0x04. A inter-process mutex to protect the shared memory access.

You can compile this demo with eclipse or g++. Just remember to add -pthread and -std=c++11 options.

Then you can run the binary and have a try:

"./smLogger" : Run as slave, auto receive message.
"./smLogger s m" : Run as slave, seek message by arrow key (up, down, left, right, q, other key -> offset -1, +1, -10, +10, quit, refresh with current offset).
"./smLogger m" : Run as master, manual input mode
"./smLogger m r" : Run as master, random mode
"./smLogger m l" : Run as master, test log format with random data

Once you run a master and at least one slave.
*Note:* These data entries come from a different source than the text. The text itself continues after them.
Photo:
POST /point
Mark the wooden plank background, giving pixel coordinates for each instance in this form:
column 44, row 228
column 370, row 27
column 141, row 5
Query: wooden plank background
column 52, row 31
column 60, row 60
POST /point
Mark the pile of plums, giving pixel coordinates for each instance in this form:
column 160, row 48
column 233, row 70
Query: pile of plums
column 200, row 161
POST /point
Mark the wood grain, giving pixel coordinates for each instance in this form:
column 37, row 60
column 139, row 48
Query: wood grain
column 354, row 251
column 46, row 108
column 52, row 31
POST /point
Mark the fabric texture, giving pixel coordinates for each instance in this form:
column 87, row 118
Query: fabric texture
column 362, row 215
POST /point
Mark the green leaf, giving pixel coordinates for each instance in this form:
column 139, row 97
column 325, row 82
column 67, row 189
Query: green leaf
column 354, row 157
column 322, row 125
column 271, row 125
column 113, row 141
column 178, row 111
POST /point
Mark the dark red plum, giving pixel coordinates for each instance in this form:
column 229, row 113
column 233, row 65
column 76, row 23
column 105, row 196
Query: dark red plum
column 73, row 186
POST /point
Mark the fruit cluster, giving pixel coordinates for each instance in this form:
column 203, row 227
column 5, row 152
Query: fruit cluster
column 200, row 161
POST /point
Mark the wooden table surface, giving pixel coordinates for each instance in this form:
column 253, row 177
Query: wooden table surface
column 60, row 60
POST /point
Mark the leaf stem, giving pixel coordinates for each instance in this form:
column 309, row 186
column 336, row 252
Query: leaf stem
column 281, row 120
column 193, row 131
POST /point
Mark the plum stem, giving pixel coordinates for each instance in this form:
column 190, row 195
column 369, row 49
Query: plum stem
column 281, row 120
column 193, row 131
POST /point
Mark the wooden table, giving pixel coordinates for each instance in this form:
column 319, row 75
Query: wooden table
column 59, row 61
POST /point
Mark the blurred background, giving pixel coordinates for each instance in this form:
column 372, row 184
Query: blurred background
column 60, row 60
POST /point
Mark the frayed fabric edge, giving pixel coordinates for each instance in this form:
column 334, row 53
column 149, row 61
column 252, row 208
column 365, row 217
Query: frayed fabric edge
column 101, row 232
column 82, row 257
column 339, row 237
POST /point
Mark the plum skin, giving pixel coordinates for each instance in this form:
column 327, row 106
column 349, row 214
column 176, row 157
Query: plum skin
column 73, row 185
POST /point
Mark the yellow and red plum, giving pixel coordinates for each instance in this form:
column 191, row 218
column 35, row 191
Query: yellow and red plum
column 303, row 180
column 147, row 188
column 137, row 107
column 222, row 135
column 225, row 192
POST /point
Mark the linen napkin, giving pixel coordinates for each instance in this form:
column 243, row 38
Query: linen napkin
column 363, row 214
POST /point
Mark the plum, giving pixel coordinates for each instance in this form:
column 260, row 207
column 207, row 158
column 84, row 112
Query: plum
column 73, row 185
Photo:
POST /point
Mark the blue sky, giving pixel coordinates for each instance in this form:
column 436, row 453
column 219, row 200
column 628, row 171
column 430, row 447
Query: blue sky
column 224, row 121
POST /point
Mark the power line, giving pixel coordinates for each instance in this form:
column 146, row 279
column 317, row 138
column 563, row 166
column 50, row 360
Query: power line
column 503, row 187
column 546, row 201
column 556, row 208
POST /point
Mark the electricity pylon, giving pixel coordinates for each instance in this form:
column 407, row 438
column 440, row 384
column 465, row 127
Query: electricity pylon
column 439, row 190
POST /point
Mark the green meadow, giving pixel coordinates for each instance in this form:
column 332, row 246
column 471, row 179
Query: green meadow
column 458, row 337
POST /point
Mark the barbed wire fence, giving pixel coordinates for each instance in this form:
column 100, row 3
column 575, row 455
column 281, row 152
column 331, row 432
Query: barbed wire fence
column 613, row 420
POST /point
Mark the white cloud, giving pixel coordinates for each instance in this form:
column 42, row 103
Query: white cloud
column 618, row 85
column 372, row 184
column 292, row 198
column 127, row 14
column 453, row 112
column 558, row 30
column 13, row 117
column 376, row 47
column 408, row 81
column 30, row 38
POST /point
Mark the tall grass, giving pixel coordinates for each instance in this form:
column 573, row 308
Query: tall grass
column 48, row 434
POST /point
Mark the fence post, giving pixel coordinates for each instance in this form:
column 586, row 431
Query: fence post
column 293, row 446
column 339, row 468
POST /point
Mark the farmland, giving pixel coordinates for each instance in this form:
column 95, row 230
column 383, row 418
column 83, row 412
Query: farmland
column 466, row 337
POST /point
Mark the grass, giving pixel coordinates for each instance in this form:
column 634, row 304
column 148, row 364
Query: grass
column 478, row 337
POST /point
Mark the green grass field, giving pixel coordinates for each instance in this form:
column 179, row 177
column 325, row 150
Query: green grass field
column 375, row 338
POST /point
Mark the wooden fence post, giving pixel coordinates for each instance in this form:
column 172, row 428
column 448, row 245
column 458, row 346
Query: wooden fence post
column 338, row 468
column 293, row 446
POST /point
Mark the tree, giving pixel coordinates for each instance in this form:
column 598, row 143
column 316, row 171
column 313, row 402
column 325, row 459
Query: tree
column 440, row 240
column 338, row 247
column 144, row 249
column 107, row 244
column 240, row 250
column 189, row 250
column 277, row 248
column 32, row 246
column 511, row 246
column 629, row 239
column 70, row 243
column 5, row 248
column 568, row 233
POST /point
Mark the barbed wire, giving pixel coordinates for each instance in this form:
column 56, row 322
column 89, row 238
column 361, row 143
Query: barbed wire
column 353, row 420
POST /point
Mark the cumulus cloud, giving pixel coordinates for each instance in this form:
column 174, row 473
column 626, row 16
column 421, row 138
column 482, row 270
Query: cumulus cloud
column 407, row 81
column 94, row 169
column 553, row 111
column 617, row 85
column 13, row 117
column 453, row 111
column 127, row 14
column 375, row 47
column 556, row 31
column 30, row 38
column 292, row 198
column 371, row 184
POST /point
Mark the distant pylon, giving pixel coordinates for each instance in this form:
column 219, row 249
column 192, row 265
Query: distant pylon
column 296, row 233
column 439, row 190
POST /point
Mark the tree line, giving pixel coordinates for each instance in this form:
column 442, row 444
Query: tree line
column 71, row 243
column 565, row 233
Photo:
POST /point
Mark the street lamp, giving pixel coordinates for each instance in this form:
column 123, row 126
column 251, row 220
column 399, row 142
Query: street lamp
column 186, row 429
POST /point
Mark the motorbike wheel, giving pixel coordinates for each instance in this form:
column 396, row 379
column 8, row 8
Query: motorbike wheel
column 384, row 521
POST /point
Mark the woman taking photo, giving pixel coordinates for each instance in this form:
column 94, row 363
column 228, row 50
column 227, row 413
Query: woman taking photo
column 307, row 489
You can see the statistics data on the master console and the message that got from master on the slave console.

So let's review the requirement we metioned at the begining:

For 1: It's memory operation. It's really speedy (except log formatting, is there's any way to optmise it?).
For 2: We can use "watch -n 1 tail /tmp/iplog.txt" to view and auto scroll the log. Because it's a ring buffer. Maybe it will not works well if the content loops back to the front.
For 3: When the application crashed. The log will keep in file. But when the application restartd, the file will be overwritten (For inprovement, we can use another shared memory to transfer the control data and the master can specify a new log file).

For A & D: Every involver can write the memory. So the trigger feature and inter porcess access is very easy.
For B: We can reserve some space as "swap" space, which can implement the filter or callback feature.


Code design:

smlogger.h: Main code.
blockLogger.h: Code of blockLogger.

master.cpp: Test code of master
slave.cpp: Test code of slave
block.cpp: Test code of blockLogger.
main.cpp: main()

In smlogger.h:

InterProcessMemory: Shared memory. Provides the pointer of shared memory and the inter-process lock.
RingBufferShell: An implemention of ring buffer. The buffer and the read/write pointer are injected.
InterProcessDebugBuffer: The input/output of logger.
smLogger: The logger access point (singleton) and formater.

The log procedure is: smLogger::log() -> InterProcessDebugBuffer::write() -> RingBufferShell::put() -> directlly memory access.

The call Hierarchy is very short. So this log library can be very fast and high efficiency.


Update on 2018/12/23:

Add build option "libsmLogger". Use this build option to build dynamic lib (libsmLogger/libsmLogger.so).
smlogger.py is a demo to show using smLogger in python as a slave. You can run a master first then run smlogger.py directly and you can see the outputs and triggers on python console.


Update on 2018/12/24:

Move addition data on the tail of file to avoid the messy code. You can use command: watch -n 1 tail /tmp/iplog.txt to view the log. Add line-seek feature. Now you can use IDebugBuffer::seek() to seek the start line of log from begining (0 or positive offset) or from tail (positive offset)


Update on 2019/01/06:

Add timestamp to the log to try to make it better showing in dmesg or other viewer (not too much improvement). Add (not perfect) lock checking to avoid slave access an un-initlized lock. Add Robot Framework support for smLogger.py Fix some bug detected in our test.


Update on 2019/02/26:

Add blockLogger. Add test code for blockLogger.

Refactor blockLogger code and replace placeholder from '\0' to space which makes the log file more clear. Add VS2015 project for blockLogger and update gitignore.